Hazırlayan: Akif İnan Anadolu İmam Hatip Lisesi Genç Yazarları

Alacakaranlıkta oturmuş kendilerine ışığın yansımasını bekleyen çocuklar, perdelerin kapalı olduğunu ve perdeleri açmadıkları sürece o ışığın onlara asla ulaşamayacağını bilmiyorlardı. Hayatı, odalarının duvarındaki resimlerden ibaret sanan bir açlık vardı onlarda ve bir türlü hakikati göremiyorlardı. Zira gördüklerinin, gerçeklik olduğunu sanıyorlardı. Bir gün bu çocuklar, her birini kafalarında farklı yorumladıkları figürleri izlerlerken kapı açıldı ve içeri öyle bir insan girdi ki onun girmesiyle beraber hücreyi kapatan örtüler kendiliğinden açılmaya başladı tek tek ve içerisi nurla doldu. O kişi öyle biriydi ki hayallerin gerçeklik olduğunu düşünen bu küçüklere tüm dünyayı tanıtmaya ve sevdirmeye gücü yeterdi.

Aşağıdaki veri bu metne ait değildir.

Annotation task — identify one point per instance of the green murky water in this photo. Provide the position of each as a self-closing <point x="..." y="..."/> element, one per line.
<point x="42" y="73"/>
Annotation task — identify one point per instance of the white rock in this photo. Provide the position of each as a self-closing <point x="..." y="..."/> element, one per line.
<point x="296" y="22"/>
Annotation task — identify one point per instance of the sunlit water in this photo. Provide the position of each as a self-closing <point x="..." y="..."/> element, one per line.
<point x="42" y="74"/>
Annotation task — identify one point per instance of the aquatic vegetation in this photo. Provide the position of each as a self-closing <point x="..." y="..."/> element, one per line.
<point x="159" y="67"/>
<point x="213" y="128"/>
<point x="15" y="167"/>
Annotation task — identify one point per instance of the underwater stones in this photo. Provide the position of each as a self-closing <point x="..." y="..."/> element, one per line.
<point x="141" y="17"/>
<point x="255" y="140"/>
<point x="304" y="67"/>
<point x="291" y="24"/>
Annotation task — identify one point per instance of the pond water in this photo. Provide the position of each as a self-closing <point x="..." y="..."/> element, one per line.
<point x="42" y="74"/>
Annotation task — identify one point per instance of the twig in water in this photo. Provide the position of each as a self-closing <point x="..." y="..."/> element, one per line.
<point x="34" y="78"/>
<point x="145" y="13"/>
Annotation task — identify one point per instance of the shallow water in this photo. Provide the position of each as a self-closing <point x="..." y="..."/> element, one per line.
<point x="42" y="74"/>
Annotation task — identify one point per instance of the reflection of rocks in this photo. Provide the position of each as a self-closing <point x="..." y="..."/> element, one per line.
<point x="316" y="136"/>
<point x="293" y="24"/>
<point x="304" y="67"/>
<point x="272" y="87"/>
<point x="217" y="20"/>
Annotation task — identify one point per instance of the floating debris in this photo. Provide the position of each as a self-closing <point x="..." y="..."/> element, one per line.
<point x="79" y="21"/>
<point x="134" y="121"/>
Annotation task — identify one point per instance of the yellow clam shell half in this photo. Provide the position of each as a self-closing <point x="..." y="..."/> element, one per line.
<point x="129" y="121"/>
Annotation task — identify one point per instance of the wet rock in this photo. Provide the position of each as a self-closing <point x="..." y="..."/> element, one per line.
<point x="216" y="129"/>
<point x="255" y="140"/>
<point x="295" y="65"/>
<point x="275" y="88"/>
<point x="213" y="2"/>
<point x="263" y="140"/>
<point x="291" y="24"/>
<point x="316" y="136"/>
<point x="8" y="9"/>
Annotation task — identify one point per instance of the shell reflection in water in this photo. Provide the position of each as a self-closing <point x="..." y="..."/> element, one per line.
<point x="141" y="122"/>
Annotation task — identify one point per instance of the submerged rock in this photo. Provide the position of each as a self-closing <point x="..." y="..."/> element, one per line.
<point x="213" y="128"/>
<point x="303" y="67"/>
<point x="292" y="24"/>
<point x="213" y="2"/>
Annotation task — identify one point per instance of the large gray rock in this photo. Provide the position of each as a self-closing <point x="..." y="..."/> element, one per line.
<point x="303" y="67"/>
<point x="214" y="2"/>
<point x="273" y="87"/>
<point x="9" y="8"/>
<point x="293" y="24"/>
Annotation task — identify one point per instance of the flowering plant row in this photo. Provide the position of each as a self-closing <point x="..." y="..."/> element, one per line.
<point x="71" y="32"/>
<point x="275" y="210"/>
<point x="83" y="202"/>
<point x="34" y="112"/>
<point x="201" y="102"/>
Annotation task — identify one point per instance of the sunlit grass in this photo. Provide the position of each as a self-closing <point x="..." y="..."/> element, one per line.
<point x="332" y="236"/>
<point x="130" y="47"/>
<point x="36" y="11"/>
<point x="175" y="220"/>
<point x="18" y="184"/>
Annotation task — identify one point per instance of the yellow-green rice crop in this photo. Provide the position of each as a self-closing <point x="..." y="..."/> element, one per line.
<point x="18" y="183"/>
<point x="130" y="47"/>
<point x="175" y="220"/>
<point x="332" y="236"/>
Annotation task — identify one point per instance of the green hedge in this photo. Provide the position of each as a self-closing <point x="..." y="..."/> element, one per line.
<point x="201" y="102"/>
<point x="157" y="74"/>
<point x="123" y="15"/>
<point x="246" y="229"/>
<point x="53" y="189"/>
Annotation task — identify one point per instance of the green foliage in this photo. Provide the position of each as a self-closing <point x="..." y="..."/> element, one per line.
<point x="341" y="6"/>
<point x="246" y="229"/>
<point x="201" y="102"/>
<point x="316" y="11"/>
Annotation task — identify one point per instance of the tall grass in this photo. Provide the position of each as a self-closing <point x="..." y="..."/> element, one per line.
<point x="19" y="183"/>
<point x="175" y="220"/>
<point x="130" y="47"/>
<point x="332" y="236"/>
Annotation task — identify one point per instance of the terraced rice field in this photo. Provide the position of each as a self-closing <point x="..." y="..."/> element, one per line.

Böylece tohumun ilk kez sulandığı dönemde başlamış oldu öğretmenle serüvenimiz. Bizi, aydınlığı adeta samanlıkta iğne ararmışçasına aradığımız o gölgeden çıkarıverdi. Çok iyi hatırlıyorum, bir gün öğretmenim bana “Abdurrahman, sana güveniyorum.” dediğinde dünyalar benim olmuştu sanki. Çünkü beni, bizi içinde bulunduğumuz karanlık odadan; açlıktan alıp çeken kurtarıcımız bana güvendiğini ve ileride onun gibi veyahut da kendisinden daha iyi bir rehber olabileceğimi söyledi.

KALBİMİZE TEBEŞİRİYLE NAKŞETTİĞİ BİLGİLERİ!

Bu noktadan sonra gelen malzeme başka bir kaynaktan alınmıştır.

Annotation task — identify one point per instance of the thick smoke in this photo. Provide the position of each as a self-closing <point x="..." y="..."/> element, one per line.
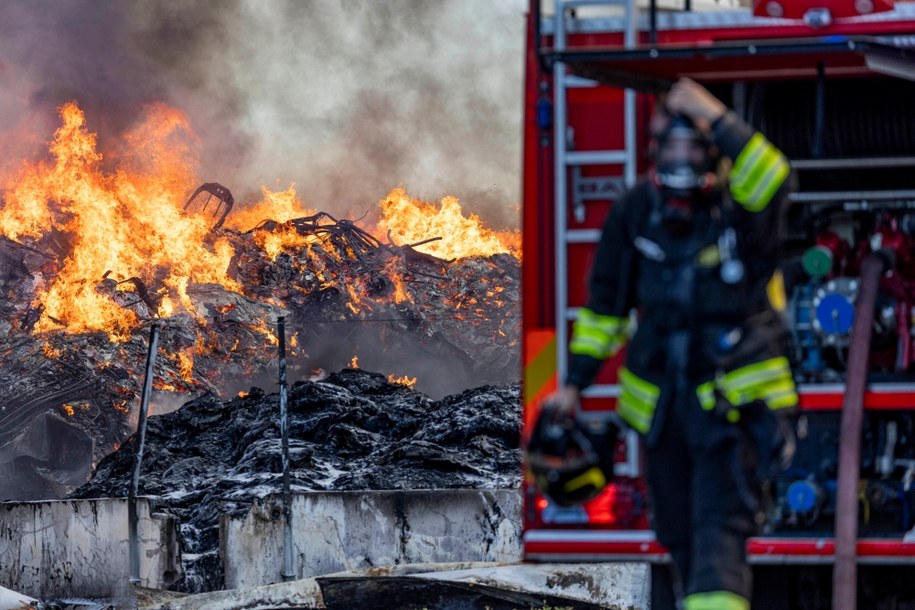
<point x="345" y="98"/>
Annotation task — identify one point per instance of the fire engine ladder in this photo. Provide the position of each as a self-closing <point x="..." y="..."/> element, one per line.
<point x="568" y="162"/>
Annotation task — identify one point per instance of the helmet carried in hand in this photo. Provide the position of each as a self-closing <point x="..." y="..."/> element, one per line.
<point x="571" y="463"/>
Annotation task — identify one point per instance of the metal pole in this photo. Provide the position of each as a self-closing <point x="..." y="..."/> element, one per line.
<point x="288" y="574"/>
<point x="132" y="517"/>
<point x="845" y="573"/>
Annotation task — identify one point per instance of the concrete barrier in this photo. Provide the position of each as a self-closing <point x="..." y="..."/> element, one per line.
<point x="78" y="548"/>
<point x="337" y="531"/>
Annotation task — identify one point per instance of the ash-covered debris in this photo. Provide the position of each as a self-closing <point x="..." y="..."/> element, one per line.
<point x="353" y="430"/>
<point x="449" y="325"/>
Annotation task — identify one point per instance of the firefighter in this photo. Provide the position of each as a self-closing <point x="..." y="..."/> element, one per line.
<point x="685" y="276"/>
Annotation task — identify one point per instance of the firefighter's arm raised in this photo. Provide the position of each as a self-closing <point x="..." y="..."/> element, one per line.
<point x="760" y="171"/>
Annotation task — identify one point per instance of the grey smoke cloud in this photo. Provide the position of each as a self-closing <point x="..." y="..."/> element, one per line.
<point x="345" y="98"/>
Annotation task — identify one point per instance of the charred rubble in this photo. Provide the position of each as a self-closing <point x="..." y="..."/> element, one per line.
<point x="69" y="399"/>
<point x="353" y="430"/>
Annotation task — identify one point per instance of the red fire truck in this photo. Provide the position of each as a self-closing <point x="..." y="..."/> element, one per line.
<point x="831" y="84"/>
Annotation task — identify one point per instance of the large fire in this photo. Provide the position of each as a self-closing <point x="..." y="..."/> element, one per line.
<point x="116" y="227"/>
<point x="113" y="225"/>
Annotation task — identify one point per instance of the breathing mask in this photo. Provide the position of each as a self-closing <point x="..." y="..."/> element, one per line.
<point x="683" y="169"/>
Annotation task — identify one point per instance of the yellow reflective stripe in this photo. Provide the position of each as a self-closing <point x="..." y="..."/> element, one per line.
<point x="715" y="600"/>
<point x="706" y="394"/>
<point x="597" y="335"/>
<point x="767" y="185"/>
<point x="637" y="400"/>
<point x="757" y="372"/>
<point x="747" y="159"/>
<point x="764" y="156"/>
<point x="775" y="291"/>
<point x="592" y="476"/>
<point x="769" y="381"/>
<point x="759" y="170"/>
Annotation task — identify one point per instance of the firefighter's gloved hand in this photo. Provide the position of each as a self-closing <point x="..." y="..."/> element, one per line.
<point x="774" y="435"/>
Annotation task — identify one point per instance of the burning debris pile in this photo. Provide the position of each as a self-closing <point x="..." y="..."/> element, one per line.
<point x="93" y="252"/>
<point x="353" y="430"/>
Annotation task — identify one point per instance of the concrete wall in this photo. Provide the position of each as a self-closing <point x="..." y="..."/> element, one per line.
<point x="78" y="548"/>
<point x="336" y="531"/>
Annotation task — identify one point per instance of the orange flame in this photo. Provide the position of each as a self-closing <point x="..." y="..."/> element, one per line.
<point x="126" y="223"/>
<point x="410" y="220"/>
<point x="279" y="206"/>
<point x="185" y="366"/>
<point x="404" y="380"/>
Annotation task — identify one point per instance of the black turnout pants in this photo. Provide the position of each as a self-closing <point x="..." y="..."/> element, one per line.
<point x="705" y="499"/>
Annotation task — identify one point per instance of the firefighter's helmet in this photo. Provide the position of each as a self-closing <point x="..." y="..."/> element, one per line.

Bizler, Platon'un “Mağara Alegorisi”nde olduğu gibi belli başlı figürleri izleyen insanlardık evvelinde. Sonrasında bizleri güzelliğiyle âdeta büyüleyen gerçeklerle tanıştıracak bir insana teslim ettiler. Evreni bize bir tuval olarak tanıtmıştı beni temin ettikleri o muallim. Bizlere sunduğu; aklımıza, kalbimize tebeşiriyle nakşettiği bilgileri fırçaymışçasına devredip kâinatı şekillendirebileceğimizi gösterdi.

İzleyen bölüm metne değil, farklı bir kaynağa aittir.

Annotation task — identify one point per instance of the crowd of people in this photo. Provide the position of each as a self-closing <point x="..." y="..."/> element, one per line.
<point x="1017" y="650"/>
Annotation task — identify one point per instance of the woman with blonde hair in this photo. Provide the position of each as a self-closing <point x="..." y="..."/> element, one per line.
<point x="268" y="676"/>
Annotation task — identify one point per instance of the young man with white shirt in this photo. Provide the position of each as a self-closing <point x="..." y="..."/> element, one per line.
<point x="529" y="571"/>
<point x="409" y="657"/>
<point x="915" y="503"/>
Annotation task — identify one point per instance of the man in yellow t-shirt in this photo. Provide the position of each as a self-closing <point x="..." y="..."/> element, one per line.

Bütün öğretmenlerimiz; aslında bizi, Ay'ın kara geceyi aydınlattığı gibi cehaletin siyahından bilginin gökkuşağına taşıyor. Bunu yaparken yer yer kırılıyor, üzülüyor, bitkin düşüyor fakat asla ama asla yılmıyor, her daim fedakârlıkta bulunup bize gökyüzünün diğer renklerini gösteriyor. "Bana bir harf öğretenin kırk yıl kölesi olurum." demiş ya hani Hz. Ali, peki biz sadece bir harf değil, koca bir alfabeyi, dili, bilimi borçlu olduğumuz öğretmenlerimizin hakkını ödeyebilir miyiz? Ödeyemeyeceğiz fakat öğretmenlerimiz o denli merhamet ve şefkat sahibi insanlar ki bunca emeği talebeden hiçbir karşılık beklemeden sarf ediyor ve her daim haklarını helal ediyorlar.

“SENDE IŞIK GÖRÜYORUM”

Muallim, benim gözümde her zaman bir sanatçı olmuştur. Eseri ise elbette nitelikli yetişmiş öğrenciler, yani bizleriz. Öğretmenlerimiz, biz henüz geleceğimizi karanlıktan ibaret görürken bize “Sende ışık görüyorum” diyen; bize ışık tutan, önümüzü aydınlatan insanlardır. Attığımız her doğru adımda arkamızda olan, bizi destekleyen ve hepsinden önemlisi bize gerçeği gösteren; elleri öpülesi o güzel insanların, bütün öğretmenlerimizin Öğretmenler Günü kutlu olsun.

Abdurrahman Bereket

*Bu yazı, Başakşehir İlçe Milli Eğitim Müdürlüğü’nce düzenlenen “Öğretmenler Günü” konulu kompozisyon yarışmasında ilçe ikincisi olmuştur.

***

Okumak lazım

Eğitim sistemleri, genel olarak bir ülkenin yetiştirmek istediği insan tipini oluşturmaya hizmet eder ve o ülkede bu doğrultuda kurum/kuruluşlar açılır.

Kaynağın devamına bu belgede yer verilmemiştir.